CEIS Partnership Receives Golden Bell Award
At summer school in the Savanna School District, both students and teachers are there to learn. Elementary students work on their literacy skills, and the teachers, who are credential candidates at Cal Poly Pomona, receive valuable classroom experience.
A win-win collaboration, the Savanna S.T.A.R.S. (Student Teachers Assisting Remedial Students) program has been lauded as an innovative model of a successful partnership between a school district and university. It recently received a prestigious Golden Bell Award from the California School Boards Association.
"Just this little bit of intervention really aids students' progress in reading," says education assistant professor Helen Rockett, who coordinated Savanna S.T.A.R.S. this past summer. "It's also great for our credential students to get a better picture of what it's like to be a full-time teacher."
The partnership was a natural one - Savanna Superintendent Sue Johnson is a graduate of the College of Education & Integrative Studies, as well as the chair of the university's Partners in Education.
Cal Poly Pomona's 10 student teachers were each responsible for an entire classroom, from lesson planning to managing students to teaching the curriculum.
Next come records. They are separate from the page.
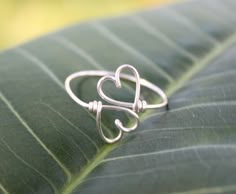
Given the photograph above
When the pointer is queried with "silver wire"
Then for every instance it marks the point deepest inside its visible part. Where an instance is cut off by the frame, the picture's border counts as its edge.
(96, 106)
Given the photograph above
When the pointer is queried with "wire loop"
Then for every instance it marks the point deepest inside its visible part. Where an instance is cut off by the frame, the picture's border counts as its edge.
(127, 107)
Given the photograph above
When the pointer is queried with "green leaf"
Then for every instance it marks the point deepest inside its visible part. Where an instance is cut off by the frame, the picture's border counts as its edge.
(49, 144)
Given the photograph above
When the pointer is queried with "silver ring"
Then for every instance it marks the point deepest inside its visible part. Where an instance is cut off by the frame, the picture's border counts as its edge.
(131, 108)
In the afternoons, they held reading clinics for groups of three or four that needed intensive reading instruction. Each day, the student teachers learned how to improve their skills and methods from an experienced Savanna instructor who specializes in reading education.
Test scores show that the program makes a difference. In every grade level, Savanna students scored higher on standardized tests when they returned to school in September.
Credential student Analisa Manlic, who taught first- and fourth-graders, says she benefitted from planning her own lessons, managing a classroom and receiving feedback from the veteran teachers. She learned to adapt her lessons, adjust her teaching approach and address student concerns she hadn't encountered before.
"I believe we all benefited from the experience. For the students, I was able to provide them with an educational experience that some of them were not used to," Manlic says. "A lot of my lessons were active and hands-on. My students were able to experience education using all their senses. As for me, I gained so much valuable insight and have grown so much as an aspiring educator."
(Photo caption: From left: Savanna Board Member Carol Sundman, Board Member Edward Erdtsieck, Superintendent Sue Johnson, College of Education & Integrative Studies Dean Peggy Kelly, Board Member Chris Brown and Helen Rockett, assistant professor in the education department.)